Polícia e Metaverso: Uma associação necessária

Adequação entre o que se entende por segurança pública e os novos cenários virtuais se afigura cada dia mais necessária para garantia de direitos básicos

 

A você, pessoa que foi atraída a este texto, vou iniciar explicando de maneira simples o que se entende hoje por Metaverso. Em outubro de 2021, a empresa Facebook teve sua identificação alterada por Mark Zuckerberg, um de seus fundadores, e passou a se denominar “Meta”, como espécie de prenuncio às novas aspirações da Companhia que se traduzem na implementação de um ambiente virtual tão real que concorrerá com a realidade palpável que hoje conhecemos.

Basicamente, o Metaverso seria uma junção entre realidade virtual e realidade aumentada, estando englobada pelo contexto denominado como Web 3.0 (compilado entre realidade virtual, aumentada, internet das coisas, carteiras virtuais de criptoativos (blockchains), modelagens tridimensionais e muito mais.

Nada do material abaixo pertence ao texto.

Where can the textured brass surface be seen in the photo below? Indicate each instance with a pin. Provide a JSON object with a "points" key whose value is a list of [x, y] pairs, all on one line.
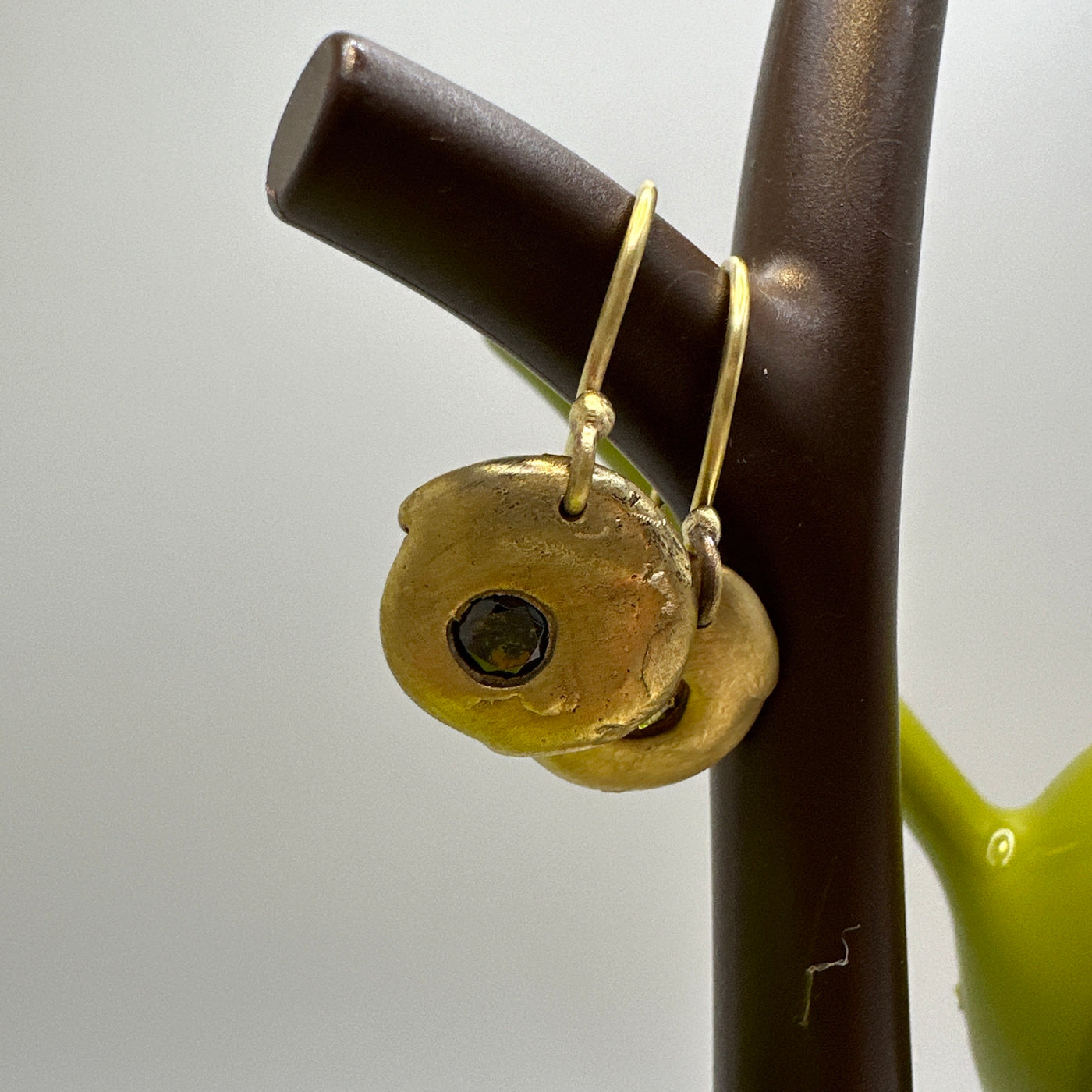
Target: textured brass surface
{"points": [[732, 668], [615, 584]]}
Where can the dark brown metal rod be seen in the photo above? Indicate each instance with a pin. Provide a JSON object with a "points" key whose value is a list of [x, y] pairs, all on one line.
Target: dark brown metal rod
{"points": [[509, 231], [806, 821], [518, 236]]}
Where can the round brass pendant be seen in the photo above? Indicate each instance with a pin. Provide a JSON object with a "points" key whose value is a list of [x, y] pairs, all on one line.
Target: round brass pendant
{"points": [[533, 633], [732, 668]]}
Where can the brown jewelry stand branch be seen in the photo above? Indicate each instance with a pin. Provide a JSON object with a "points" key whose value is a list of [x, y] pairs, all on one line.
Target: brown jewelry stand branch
{"points": [[516, 236]]}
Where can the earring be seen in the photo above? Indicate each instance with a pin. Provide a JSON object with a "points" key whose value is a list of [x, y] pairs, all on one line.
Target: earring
{"points": [[545, 605], [733, 663]]}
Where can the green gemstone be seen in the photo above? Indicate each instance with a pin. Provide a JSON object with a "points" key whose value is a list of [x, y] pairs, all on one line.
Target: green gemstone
{"points": [[502, 636]]}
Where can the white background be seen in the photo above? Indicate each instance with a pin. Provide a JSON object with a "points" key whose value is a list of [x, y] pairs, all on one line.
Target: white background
{"points": [[232, 855]]}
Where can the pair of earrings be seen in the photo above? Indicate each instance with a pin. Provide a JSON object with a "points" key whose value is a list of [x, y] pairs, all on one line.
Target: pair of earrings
{"points": [[546, 606]]}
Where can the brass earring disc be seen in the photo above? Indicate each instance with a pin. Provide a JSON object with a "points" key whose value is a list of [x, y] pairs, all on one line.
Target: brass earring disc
{"points": [[614, 586], [732, 668]]}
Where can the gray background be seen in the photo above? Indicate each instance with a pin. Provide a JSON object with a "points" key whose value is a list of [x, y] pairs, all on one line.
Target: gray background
{"points": [[234, 855]]}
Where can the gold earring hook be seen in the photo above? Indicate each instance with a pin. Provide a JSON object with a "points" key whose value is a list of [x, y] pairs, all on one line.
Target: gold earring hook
{"points": [[592, 417], [701, 529], [728, 385]]}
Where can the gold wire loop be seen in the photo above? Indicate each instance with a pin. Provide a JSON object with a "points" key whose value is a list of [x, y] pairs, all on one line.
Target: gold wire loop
{"points": [[701, 532], [701, 529], [728, 385], [590, 420], [587, 425]]}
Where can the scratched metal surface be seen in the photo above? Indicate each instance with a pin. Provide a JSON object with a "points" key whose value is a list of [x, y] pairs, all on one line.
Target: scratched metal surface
{"points": [[234, 854]]}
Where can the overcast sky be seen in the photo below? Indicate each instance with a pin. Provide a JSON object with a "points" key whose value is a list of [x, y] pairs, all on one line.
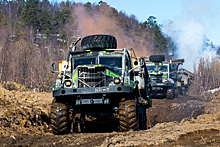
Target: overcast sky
{"points": [[205, 12]]}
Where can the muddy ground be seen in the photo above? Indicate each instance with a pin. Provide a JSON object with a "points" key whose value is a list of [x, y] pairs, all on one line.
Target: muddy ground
{"points": [[183, 121]]}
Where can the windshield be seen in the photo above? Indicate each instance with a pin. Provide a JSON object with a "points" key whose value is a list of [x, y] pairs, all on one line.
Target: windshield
{"points": [[112, 61], [151, 68], [84, 61], [162, 68]]}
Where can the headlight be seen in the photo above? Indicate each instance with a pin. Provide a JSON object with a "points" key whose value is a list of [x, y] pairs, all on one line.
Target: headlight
{"points": [[68, 83], [117, 80]]}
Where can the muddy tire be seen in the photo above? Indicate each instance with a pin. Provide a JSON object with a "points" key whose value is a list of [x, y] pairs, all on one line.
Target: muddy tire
{"points": [[127, 116], [98, 42], [157, 58], [170, 94], [60, 122]]}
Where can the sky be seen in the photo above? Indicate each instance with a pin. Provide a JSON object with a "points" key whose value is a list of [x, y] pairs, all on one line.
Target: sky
{"points": [[205, 12]]}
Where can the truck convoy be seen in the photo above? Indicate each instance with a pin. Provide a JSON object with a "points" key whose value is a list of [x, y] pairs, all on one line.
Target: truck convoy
{"points": [[100, 83]]}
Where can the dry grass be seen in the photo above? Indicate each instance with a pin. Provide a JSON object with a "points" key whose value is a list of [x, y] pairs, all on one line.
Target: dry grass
{"points": [[209, 77]]}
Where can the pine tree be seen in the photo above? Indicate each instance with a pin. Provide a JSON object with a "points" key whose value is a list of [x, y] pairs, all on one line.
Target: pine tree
{"points": [[45, 21]]}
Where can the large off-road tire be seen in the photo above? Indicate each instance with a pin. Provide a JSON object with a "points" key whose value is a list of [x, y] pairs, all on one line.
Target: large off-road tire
{"points": [[98, 42], [127, 116], [157, 58], [170, 93], [60, 121]]}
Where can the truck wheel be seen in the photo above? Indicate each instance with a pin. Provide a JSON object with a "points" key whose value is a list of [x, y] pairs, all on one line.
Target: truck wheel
{"points": [[170, 94], [127, 116], [98, 42], [157, 58], [60, 122]]}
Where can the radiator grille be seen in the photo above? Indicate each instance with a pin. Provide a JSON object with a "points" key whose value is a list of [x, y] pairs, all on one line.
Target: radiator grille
{"points": [[156, 78], [91, 77]]}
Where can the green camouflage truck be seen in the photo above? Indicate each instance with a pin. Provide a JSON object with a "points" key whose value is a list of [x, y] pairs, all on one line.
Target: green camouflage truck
{"points": [[102, 84]]}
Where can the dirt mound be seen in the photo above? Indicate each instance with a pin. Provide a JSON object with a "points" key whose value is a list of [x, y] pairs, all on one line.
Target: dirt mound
{"points": [[172, 133], [23, 111]]}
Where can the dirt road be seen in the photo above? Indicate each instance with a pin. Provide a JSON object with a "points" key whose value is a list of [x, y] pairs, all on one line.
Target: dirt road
{"points": [[170, 122]]}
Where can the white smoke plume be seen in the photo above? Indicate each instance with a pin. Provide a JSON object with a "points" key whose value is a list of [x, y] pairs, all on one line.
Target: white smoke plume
{"points": [[189, 31]]}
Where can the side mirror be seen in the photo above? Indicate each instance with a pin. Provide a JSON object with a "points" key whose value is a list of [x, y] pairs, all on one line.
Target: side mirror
{"points": [[135, 63], [53, 68]]}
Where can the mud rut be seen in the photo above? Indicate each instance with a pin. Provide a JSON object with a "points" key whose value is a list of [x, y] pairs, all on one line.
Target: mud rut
{"points": [[163, 110]]}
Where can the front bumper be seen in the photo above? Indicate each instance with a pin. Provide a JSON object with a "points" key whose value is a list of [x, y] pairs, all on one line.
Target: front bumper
{"points": [[161, 86], [92, 90]]}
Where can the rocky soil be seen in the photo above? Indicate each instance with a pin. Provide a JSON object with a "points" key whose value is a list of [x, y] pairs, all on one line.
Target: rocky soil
{"points": [[183, 121]]}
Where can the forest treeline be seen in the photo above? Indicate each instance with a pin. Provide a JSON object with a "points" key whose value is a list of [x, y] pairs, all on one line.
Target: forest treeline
{"points": [[34, 34]]}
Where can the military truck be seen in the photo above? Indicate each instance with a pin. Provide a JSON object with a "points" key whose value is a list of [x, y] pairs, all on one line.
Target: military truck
{"points": [[163, 75], [100, 83]]}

E para você, que acha que tudo isto não passa de um grande devaneio coletivo, ou quem sabe deste humilde escritor, saiba que os planos por trás da concepção do Metaverso são audaciosos e já estão traçados: A empresa Meta possui o objetivo de que as pessoas passem a fazer tudo através do ambiente virtual, como trabalhar e ganhar remuneração, se relacionar, divertir, desenvolver habilidades… e a lista vai longe. Tudo isto para que a realidade virtual seja tida como a mais desejada pelas pessoas.

Tudo seria maravilhoso se parasse por ai. Ocorre que, assim como vemos em todas as áreas do comportamento humano, todo este universo virtual que será disponibilizado para as pessoas do Brasil em breve através de aplicativos como o Horizon Worlds, acessível no momento apenas em outros países, também irá demandar que haja uma presença daqueles que existem para assegurar segurança e exigir o cumprimento de leis pelas pessoas: Os policiais.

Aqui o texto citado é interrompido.